A nonlinear combiner is used to form all the necessary powers of the training signal as needed by the memory polynomial filter.

#### 3. DPD FPGA IMPLEMENTATION

The DPD linearizer implemented in this case study is defined in Eq. 5. This is a slight modification to the procedure in Eq. 1 and includes signal phase information.

$$z[n] = \sum_{k=1,k}^{K} \sum_{odd \ q=0}^{Q} a_{kq} x(n-q)^{k}$$
(5)

In the DPD System Generator reference design the linearity order was selected as K = 5 with a PA memory duration Q = 2. Fully expanded, the linearized signal z(n) is expressed as

$$z(n) = \sum_{\substack{k=1\\k \text{ odd}}}^{5} \sum_{\substack{q=0\\q=0}}^{2} a_{kq} x(n-q)^{k}$$
(6)

$$= a_{10}x(n) + a_{11}x(n-1) + a_{12}x(n-2)$$
(7)

$$+a_{30}x^{3}(n) + a_{31}x^{3}(n-1) + a_{32}x^{3}(n-2)$$
(8)

$$+a_{50}x^{5}(n) + a_{51}x^{5}(n-1) + a_{52}x^{5}(n-2)$$
(9)

Only odd terms are included in the model. Eq. 7 is recognized as a standard inner-product, with Eq. 8 and 9 contributing a weighted combination of thirdand fifth-order non-linearities respectively.
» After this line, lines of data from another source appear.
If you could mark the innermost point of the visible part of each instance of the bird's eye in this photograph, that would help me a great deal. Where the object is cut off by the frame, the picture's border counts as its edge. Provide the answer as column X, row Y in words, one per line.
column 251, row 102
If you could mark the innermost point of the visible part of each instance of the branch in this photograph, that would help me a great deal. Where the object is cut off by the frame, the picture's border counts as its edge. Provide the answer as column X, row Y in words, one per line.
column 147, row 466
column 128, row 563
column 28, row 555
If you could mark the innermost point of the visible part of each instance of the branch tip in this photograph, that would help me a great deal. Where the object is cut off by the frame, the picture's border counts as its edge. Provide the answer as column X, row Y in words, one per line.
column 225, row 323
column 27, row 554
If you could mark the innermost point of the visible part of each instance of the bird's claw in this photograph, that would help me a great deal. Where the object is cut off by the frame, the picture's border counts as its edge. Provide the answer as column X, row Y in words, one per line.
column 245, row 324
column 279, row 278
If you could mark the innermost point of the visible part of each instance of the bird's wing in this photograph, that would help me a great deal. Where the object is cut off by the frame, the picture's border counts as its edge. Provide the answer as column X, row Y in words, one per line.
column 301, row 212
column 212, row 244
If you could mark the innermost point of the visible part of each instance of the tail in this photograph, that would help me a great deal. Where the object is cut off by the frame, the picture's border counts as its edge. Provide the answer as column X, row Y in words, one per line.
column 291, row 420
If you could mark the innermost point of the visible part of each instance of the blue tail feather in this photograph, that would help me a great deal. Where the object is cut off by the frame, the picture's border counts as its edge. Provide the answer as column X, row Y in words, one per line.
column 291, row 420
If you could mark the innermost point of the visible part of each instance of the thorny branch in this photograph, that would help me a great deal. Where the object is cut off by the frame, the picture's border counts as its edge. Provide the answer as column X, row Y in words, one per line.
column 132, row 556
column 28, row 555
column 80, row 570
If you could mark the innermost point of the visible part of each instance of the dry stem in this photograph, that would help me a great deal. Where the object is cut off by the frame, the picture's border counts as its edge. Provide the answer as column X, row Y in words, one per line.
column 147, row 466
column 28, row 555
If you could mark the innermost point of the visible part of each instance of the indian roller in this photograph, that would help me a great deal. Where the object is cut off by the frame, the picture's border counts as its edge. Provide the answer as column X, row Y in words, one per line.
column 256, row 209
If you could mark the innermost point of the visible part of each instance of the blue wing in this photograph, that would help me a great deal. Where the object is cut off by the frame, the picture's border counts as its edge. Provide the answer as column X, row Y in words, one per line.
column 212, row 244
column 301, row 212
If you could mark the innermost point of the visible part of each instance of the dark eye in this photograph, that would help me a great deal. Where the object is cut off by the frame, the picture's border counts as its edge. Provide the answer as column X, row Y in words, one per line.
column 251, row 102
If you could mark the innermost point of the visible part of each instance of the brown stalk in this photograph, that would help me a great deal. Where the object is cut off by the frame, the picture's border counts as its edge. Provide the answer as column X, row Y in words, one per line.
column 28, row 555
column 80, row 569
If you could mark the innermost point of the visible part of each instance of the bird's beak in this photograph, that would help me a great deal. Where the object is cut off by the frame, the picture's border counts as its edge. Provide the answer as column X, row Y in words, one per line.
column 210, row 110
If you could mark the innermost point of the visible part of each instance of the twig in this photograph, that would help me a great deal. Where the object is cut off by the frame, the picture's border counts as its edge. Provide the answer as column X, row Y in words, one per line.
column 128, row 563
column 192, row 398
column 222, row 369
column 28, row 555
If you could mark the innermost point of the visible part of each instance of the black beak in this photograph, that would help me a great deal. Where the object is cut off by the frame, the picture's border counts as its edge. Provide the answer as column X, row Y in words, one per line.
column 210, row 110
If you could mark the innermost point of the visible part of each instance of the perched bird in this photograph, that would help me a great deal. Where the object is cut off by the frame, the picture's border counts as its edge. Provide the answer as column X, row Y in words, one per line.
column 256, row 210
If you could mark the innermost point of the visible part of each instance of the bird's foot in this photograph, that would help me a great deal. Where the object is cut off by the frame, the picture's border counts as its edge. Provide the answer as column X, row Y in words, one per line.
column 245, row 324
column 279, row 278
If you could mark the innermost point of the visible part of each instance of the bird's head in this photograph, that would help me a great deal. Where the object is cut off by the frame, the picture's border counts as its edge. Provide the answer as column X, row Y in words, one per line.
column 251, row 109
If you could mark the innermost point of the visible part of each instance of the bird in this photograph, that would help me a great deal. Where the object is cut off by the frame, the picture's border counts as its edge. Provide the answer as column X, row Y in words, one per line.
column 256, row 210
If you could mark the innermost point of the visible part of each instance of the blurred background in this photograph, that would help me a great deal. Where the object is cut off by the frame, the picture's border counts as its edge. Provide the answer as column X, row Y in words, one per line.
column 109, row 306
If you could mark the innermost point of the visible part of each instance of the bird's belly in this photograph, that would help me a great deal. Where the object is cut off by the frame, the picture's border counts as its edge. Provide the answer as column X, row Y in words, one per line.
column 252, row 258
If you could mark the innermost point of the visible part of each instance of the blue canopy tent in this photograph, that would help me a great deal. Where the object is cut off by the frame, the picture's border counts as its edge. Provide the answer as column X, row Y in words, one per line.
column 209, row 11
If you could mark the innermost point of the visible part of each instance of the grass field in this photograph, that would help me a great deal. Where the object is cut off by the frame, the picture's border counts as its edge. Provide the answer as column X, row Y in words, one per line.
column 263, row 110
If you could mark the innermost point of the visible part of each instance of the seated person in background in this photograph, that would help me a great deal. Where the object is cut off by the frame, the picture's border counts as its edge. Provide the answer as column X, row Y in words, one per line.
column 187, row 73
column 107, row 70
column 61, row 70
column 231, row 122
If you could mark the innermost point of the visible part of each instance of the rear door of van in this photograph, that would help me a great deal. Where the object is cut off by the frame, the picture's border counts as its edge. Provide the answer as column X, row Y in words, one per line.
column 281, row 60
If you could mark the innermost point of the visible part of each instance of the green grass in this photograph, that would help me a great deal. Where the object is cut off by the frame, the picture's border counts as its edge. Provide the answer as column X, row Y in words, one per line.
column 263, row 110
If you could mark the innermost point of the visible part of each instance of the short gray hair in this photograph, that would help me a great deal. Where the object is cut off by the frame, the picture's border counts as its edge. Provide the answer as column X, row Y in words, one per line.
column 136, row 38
The truncated Volterra adaptive filter is implemented using the minimum-multiplier *direct-form* realization shown in Figure 3.

The simulation setup for the DPD system is shown in Figure 4. A pseudo-random data sequence is first pulse-shaped and then processed by the predistorter before being presented to the power amplifier model. The coefficients in the DPD linearizer are updated using an LMS-based adaptive process. The apdation



Figure 3: Direct form realization of the truncated Volterra series linearizer. This implementation provides minimum multiplicative complexity.



Figure 4: DPD simulation model comprising data generation, pulse shaping filter, the DPD circuit itself, PA model, and adaptive learning sub-system. The predistorter training is based on the LMS algorithm.

rate is a function of the system performance requirements. These requirements would typically include considerations that account for variations in the PA characteristics that are functions of time and temperature, in addition to electro-thermal effects that influence the PA effective memory. In our first implementation the Volterra filter coefficients are updated at each simulation time-step. Given the relatively long time-constant associated with changes in the PA characteristics this high rate of adaption is probably to rapid. However, the flexible nature of the FPGA provides for any amount of hardware resource sharing to achieve a target performance/cost objective.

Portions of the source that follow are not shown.